China Starts Huge Project to Beam Power From Space
Beijing aims to put miles of solar panels in space and use them to power a massive microwave emitter that will hang 23,000 miles up in the sky.
CHONGQING, CHINA — China has broken ground on a project that aims to put miles of solar panels in space and use them to power a massive microwave emitter that will hang 23,000 miles up in the sky.
Here’s hoping that the giant microwave beam does not go off target and start frying miles of Earth’s surface.

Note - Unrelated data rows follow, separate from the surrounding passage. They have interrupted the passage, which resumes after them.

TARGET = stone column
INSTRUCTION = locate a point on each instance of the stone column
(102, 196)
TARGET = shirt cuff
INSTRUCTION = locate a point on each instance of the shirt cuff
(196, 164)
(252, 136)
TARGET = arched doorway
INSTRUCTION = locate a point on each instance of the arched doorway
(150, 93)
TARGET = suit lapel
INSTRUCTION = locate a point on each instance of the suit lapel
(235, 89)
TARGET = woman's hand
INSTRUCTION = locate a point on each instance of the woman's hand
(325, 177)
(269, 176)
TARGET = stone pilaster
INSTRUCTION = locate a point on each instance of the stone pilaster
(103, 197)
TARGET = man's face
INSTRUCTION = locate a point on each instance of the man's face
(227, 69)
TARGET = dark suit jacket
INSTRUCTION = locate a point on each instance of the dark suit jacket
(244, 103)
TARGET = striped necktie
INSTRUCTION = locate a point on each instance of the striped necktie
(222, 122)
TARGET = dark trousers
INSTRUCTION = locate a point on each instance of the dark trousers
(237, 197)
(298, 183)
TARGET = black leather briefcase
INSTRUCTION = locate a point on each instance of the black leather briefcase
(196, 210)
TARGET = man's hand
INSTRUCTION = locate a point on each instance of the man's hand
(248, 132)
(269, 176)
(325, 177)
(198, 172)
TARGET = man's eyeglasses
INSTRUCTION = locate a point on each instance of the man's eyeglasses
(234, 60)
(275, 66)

Here are the details:
The Times reports that China’s government plans to launch a fleet of mile-long solar panels into space by 2035 and beam the energy back to Earth.
The basic concept involves a space station with a solar array to convert solar energy into electrical energy.

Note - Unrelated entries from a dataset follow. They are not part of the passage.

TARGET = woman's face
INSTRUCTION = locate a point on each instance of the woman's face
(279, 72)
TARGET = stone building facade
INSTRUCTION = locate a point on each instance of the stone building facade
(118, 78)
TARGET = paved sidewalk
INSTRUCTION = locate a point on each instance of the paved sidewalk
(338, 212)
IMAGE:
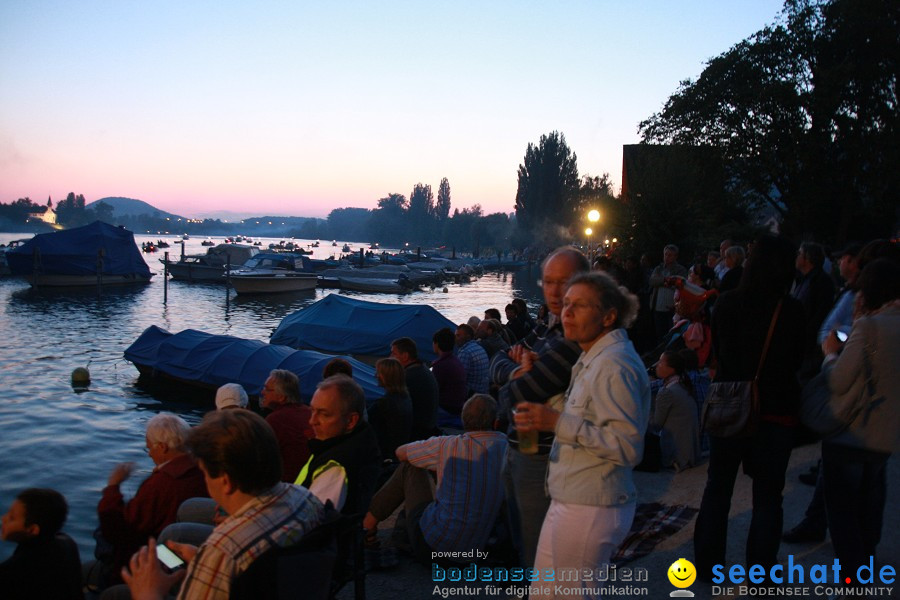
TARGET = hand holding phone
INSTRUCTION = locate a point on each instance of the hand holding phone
(171, 562)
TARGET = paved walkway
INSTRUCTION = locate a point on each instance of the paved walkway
(411, 581)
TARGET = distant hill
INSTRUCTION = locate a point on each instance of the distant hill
(129, 207)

Then it would use a microwave transmitter or laser emitter to transmit the energy to a collector on Earth.
The Earth-based station will then transfer the microwave energy back into electrical energy, from where it would be fed into the grid.
As part of this ambitious project, Beijing has broken ground on the new Bishan space solar energy station in the city of Chongqing.

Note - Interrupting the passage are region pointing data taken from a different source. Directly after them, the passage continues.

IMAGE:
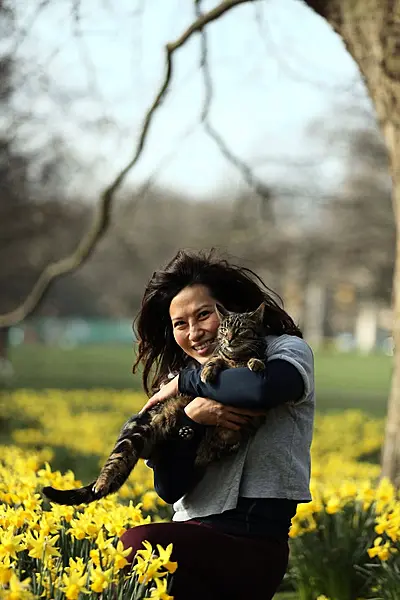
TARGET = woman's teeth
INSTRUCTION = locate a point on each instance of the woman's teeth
(203, 346)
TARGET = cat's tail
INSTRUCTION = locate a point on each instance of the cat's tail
(83, 495)
(113, 475)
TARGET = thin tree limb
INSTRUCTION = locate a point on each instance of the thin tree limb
(262, 190)
(103, 215)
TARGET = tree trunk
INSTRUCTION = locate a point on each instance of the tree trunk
(370, 30)
(4, 331)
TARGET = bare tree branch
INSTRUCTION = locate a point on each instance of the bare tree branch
(262, 190)
(103, 216)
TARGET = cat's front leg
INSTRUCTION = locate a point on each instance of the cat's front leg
(211, 369)
(256, 364)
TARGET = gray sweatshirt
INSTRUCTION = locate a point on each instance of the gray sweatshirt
(275, 462)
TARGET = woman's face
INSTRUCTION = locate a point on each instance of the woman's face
(194, 321)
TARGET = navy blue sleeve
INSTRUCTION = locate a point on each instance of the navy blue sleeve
(279, 382)
(173, 466)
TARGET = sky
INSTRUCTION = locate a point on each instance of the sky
(281, 80)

The station will begin tests by the end of the year, with the hope of having a functioning one-megawatt solar energy station by 2030.
By 2050, China plans to have the station fully operational and producing a gigawatt of power, the same output as the largest nuclear reactor in China.
Space-based solar systems can be much more efficient because it’s always sunny in space, and the sunlight does not get filtered by Earth’s atmosphere and clouds.
The idea of space-based solar power stations has been around since 1941. Science fiction writer Isaac Asimov first wrote about them in the short story Reason. In the story, he wrote about a space station that transmits energy collected from the Sun to various planets by using microwave beams.
A number of concept designs were created in the 1970s, but none were deemed economically viable.